The term decentralized network often comes up when discussing blockchain and cryptocurrencies. However, many people still do not have a clear understanding of what decentralized network means, and how this differs from centralized and distributed networks. A decentralized network is a network configuration where there are multiple authorities serving as a centralized hub for participants. In the computing world, a decentralized network architecture distributes workloads among several machines instead of relying on a single central server. Each of these separate machines serves as a mini central unit that interacts independently with other nodes. As a result, even if one of the master nodes crashes or is compromised, the other servers can continue providing data access to users, and the overall network will continue to operate with limited or zero disruption.
How Does a Decentralized Network differ from a Distributed Network and Centralized Network?
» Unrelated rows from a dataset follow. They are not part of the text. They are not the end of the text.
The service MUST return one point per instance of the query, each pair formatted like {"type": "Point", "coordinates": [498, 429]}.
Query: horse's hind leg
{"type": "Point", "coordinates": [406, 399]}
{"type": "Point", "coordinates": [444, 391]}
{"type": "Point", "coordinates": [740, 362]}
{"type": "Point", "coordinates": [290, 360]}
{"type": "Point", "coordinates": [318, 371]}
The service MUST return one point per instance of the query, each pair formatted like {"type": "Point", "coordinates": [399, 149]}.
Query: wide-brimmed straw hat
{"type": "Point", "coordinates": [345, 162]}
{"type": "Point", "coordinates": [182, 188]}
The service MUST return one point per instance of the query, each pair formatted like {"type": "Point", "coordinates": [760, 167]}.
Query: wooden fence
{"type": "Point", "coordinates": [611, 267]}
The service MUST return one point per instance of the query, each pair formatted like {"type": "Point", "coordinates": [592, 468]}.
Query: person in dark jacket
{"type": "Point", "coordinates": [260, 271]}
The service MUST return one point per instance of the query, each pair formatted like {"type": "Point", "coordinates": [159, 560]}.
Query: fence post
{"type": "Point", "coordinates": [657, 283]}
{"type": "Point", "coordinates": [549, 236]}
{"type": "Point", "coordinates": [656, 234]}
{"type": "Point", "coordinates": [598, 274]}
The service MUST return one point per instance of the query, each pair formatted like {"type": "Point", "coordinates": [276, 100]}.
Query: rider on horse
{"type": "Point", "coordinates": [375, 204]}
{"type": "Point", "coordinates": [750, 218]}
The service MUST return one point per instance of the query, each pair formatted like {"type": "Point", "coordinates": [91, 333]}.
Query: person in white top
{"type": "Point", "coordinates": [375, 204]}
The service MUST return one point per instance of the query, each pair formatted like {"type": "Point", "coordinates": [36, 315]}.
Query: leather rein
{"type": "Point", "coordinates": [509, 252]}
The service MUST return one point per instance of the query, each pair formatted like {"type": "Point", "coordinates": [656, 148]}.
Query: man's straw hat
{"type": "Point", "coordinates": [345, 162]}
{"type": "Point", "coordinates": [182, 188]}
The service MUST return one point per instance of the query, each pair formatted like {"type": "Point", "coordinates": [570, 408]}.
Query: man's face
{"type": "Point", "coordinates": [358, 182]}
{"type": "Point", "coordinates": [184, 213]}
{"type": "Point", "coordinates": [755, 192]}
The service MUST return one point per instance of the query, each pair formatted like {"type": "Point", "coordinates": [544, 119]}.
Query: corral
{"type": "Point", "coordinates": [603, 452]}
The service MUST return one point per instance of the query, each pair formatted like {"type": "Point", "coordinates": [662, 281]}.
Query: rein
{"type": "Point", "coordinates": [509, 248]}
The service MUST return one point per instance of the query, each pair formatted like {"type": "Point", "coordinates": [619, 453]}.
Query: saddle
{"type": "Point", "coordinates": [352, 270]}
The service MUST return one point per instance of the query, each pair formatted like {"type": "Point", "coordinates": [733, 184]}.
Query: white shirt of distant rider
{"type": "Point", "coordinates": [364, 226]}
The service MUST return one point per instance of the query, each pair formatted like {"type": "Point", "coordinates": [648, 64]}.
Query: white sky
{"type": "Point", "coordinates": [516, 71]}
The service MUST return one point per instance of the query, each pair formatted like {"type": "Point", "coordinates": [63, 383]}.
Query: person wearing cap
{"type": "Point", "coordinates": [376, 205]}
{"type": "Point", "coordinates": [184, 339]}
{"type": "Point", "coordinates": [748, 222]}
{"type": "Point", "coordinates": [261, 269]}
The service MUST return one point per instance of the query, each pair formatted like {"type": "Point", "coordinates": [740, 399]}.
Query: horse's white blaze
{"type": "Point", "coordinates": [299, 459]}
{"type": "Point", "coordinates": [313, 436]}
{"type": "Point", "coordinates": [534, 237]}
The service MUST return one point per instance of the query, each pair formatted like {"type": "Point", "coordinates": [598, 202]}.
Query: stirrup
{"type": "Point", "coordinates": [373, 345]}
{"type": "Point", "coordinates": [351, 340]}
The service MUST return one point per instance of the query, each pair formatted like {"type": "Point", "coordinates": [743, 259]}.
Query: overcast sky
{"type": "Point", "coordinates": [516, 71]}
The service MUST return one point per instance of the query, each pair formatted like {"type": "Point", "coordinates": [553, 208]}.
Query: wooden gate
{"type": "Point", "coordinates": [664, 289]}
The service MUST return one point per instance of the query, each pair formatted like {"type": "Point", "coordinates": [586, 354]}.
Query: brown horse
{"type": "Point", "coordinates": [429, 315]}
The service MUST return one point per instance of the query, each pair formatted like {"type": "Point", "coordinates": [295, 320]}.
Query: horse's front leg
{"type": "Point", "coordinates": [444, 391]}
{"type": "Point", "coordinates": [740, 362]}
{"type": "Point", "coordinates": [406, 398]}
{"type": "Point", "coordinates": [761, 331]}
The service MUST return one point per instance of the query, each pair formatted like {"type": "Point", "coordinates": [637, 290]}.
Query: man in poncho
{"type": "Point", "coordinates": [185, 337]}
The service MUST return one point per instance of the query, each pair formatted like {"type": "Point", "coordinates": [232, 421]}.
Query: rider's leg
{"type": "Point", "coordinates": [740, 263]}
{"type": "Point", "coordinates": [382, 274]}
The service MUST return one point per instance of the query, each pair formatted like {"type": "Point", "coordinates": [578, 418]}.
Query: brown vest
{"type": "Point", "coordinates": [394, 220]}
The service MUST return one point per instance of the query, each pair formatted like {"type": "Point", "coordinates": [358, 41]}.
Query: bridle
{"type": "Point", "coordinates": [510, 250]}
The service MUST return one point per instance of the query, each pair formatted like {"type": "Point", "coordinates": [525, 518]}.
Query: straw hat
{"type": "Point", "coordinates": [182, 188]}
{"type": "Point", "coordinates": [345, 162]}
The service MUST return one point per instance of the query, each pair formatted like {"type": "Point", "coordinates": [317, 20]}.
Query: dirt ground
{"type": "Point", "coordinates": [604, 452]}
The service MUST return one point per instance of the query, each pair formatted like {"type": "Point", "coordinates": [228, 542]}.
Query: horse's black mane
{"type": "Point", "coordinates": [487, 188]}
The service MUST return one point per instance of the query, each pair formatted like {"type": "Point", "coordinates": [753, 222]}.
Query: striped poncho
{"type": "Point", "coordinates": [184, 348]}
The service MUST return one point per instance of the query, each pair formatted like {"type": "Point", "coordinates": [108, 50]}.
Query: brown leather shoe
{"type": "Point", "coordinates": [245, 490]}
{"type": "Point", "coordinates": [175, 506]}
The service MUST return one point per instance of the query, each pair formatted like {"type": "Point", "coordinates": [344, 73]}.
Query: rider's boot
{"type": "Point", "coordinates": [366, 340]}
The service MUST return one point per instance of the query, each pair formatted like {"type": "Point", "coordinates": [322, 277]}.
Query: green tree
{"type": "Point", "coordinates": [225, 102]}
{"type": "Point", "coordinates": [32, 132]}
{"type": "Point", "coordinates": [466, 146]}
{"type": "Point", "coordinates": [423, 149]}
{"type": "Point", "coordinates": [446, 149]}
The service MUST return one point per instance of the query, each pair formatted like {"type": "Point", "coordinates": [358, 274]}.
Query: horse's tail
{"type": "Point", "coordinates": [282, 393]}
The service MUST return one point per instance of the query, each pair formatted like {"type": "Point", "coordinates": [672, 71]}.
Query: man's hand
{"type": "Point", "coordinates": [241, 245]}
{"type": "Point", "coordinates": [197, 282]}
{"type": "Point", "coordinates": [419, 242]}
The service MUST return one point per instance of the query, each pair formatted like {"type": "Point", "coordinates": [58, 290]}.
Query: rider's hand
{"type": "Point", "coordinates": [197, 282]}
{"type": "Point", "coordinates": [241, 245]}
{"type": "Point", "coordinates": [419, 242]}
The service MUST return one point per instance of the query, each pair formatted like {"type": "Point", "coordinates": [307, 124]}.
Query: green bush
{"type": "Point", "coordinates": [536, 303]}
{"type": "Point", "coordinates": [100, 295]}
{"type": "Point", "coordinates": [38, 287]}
A distributed network is similar to a decentralized network because there is no single centralized master server. However, distributed networks are made of equal, interconnected nodes. This means that data ownership and computational resources are shared evenly across the entire network, whereas this is not always the case in a decentralized network.
Unlike decentralized and distributed networks, a centralized network is built around a single, centralized server or master node. This single centralized server or master node handles all the data processing and stores data and user information that other users can access. From there, client nodes can be connected to the main server and submit data requests.
Centralized networks are currently the most widely used type of network on the web. These networks are dependent on a central network owner to connect all the other satellite users and devices — which means there is a single point of failure that can be deliberately exploited by malicious actors.
The majority of web services – including online banking accounts and video streaming platforms – are coordinated by a centralized network owner, meaning that all data transactions within these networks require verification via a third-party authority.
Each of these network architecture types has its own pros and cons.
Advantages of a Decentralized Network
System Reliability: A decentralized network is more reliable because there is no real single point of failure. Individual users’ machines do not rely on a single central server to handle all processes. Without a single point of failure, decentralized networks can continue to operate even if a master node is compromised or shut down.
Faster Performance: User requests are often completed faster when using a decentralized network because network administrators can create master nodes in regions where user activity is high, as opposed to routing connections over vast expanses to a single centralized server.
Increased Scalability: The scaling benefit comes from the fact that you can simply add more machines to the network to add more compute power.
Greater Privacy: A decentralized network architecture allows for greater privacy because information does not pass through a single point, but is disseminated across multiple different points. This makes it much more difficult to track data flow across a network. This also eliminates the risk of having a single target that malicious attacks can go after.
Disadvantages of a Decentralized Network
Increased Costs: On the downside, decentralized networks require more machines, which means more maintenance and potential issues, which can cause additional burden on IT resources. Decentralized networks also tend to be more costly to install, set up, and maintain because of the higher number of servers or computing nodes that are needed.
Higher Maintenance: Maintaining decentralized networks is usually more costly and labor-intensive because these networks are more fault-tolerant compared to centralized networks. Since a decentralized network relies on multiple devices to underpin the system, this places a commensurate burden on an organization’s IT resources. As a result, decentralized systems are often not suitable for organizations that only require a small system, since the cost-benefit ratio is not favorable under these circumstances.
Coordination Issues: Since master nodes within a decentralized network act independently and may not communicate with one another, larger organizations may run into coordination issues and have a difficult time directing and achieving collective tasks. While this is a deliberate feature of decentralized networks, it means that not all business models and organizational structures will necessarily benefit from using a decentralized network.
Decentralized networks are the way of the future. It carries numerous benefits ranging from increased system reliability and faster performance, to increased ability to scale and enhanced privacy. In the day and age where the ability to scale fast and have the flexibility over network usage are paramount to productivity and cost management, using a decentralized network architecture can save money in the long run without compromising efficiency. The greater privacy offered by decentralization also means reduced risk of cybersecurity threats.